Question

We are given △ABC and point D such that A−D-B. We have cevian DB . We also are given m∠CAB= (π/7) and mxABC=(6π/11). 1. Use the Exterior Angle inequality to establish upper and lower bounds for mCDB. Prove your resulting inequality. 2. Construct the figures above as general dynamic figures in Euclidean Geometry. Make the control points A, B, and D. Verify your solution in part A for this triangle by measuring. 3. Construct the figures above as general dynamic figures in Hyperbolic Geometry. Make the control points A, B, and D. Verify your solution in part A for this triangle by measuring.

Answer 1

The given information does not allow us to establish upper and lower bounds for ∠CDB using the Exterior Angle inequality.

Step-by-step explanation:

To establish upper and lower bounds for mCDB, we can use the Exterior Angle inequality. According to this inequality, the measure of an exterior angle of a triangle is greater than the measure of either of its non-adjacent interior angles. In this case, m∠CAB is the exterior angle, and m∠ABC is one of the non-adjacent interior angles.

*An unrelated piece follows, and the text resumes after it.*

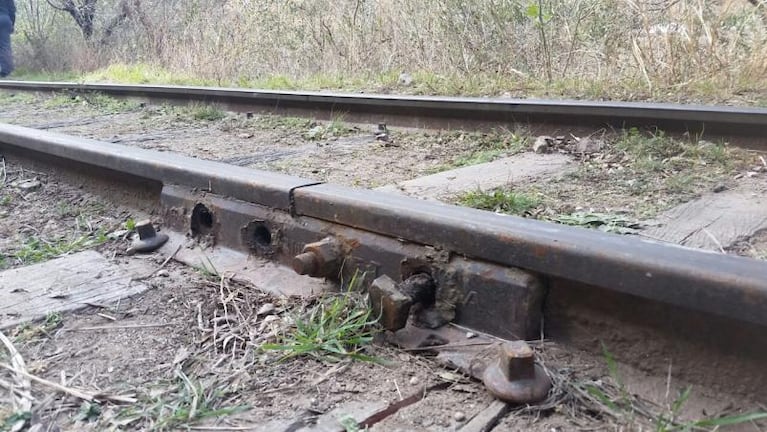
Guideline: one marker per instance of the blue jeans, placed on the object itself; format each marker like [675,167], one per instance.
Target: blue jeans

Therefore, we can establish the following inequality:

m∠CAB > m∠ABC

Since we are given m∠CAB = (π/7) and mxABC=(6π/11), we can substitute these values into the inequality:

(π/7) > (6π/11)

Now, we can simplify the inequality:

11π > 42π

Dividing both sides by π, we get:

11 > 42

This is a false statement, so the inequality is not true. Therefore, we cannot establish upper and lower bounds for mCDB using the given information.